La justice bulgare a annoncé aujourd’hui enquêter sur un vaste trafic de nationalité bulgare impliquant des agents de l’Etat soupçonnés d’avoir aidé à l’octroi illégal de très nombreux passeports ouvrant à leurs bénéficiaires le droit de voyager et séjourner dans l’Union européenne.

« Des perquisitions sont en cours et des témoins sont interrogés » dans le cadre de cette enquête visant notamment l’agence des Bulgares de l’étranger, un service de l’Etat jouant un rôle décisif dans les procédures de naturalisation, a annoncé un communiqué du parquet en charge de la criminalité organisée.

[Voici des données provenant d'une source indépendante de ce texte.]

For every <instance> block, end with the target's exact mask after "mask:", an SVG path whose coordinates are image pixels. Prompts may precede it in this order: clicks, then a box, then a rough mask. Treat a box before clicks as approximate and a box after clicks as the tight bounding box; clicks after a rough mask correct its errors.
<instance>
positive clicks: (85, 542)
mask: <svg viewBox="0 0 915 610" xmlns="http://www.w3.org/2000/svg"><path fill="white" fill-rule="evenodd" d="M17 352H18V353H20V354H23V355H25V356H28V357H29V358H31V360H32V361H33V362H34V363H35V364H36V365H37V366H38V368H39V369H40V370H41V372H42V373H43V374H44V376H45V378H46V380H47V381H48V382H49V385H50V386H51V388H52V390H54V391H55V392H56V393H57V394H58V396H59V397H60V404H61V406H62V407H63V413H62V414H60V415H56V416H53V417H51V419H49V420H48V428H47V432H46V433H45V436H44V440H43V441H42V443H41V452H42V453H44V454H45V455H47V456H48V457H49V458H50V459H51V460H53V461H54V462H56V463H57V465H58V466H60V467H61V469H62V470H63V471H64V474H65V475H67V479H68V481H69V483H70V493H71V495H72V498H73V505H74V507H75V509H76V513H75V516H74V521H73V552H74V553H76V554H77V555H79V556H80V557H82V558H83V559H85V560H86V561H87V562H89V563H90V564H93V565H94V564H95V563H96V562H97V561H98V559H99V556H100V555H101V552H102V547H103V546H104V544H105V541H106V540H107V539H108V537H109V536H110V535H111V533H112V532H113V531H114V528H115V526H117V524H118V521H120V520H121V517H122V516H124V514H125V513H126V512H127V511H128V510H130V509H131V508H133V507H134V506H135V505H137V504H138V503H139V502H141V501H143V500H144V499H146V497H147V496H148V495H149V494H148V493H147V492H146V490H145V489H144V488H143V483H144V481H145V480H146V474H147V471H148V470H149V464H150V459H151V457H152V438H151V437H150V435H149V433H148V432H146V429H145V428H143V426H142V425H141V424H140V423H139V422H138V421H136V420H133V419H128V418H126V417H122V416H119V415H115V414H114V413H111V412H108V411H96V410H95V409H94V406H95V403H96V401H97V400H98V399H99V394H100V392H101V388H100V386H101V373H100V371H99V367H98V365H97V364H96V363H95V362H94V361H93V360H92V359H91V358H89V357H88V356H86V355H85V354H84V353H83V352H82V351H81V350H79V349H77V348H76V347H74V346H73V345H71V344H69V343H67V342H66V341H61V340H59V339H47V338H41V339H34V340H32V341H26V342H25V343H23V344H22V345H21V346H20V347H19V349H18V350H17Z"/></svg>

L’enquête est ouverte pour les faits de corruption, d’abus de pouvoir et de falsification de documents, selon la même source.

Selon les médias bulgares, le directeur de l’agence fait partie des personnes interpellées aux côtés d’une vingtaine d’employés et d’individus soupçonnés d’avoir joué le rôle d’intermédiaires auprès des candidats à la nationalité bulgare, originaires de pays de l’est de l’Europe non membres de l’Union européenne.

De 30 à 40 passeports bulgares frauduleux auraient été délivrés chaque semaine dans le cadre de ce trafic dont on ignore à ce stade la durée, affirme la radio publique BNR.

Il suffisait, selon les médias, de s’acquitter de 5.000 euros pour se voir délivrer un faux certificat attestant d’origines bulgares donnant droit à la naturalisation et, partant de là, à un passeport permettant de voyager sans visa dans l’UE.

Des ressortissants d’Ukraine, de Moldavie et de Macédoine, pays où vivent des communautés d’origine bulgare, seraient les principaux bénéficiaires de ce trafic.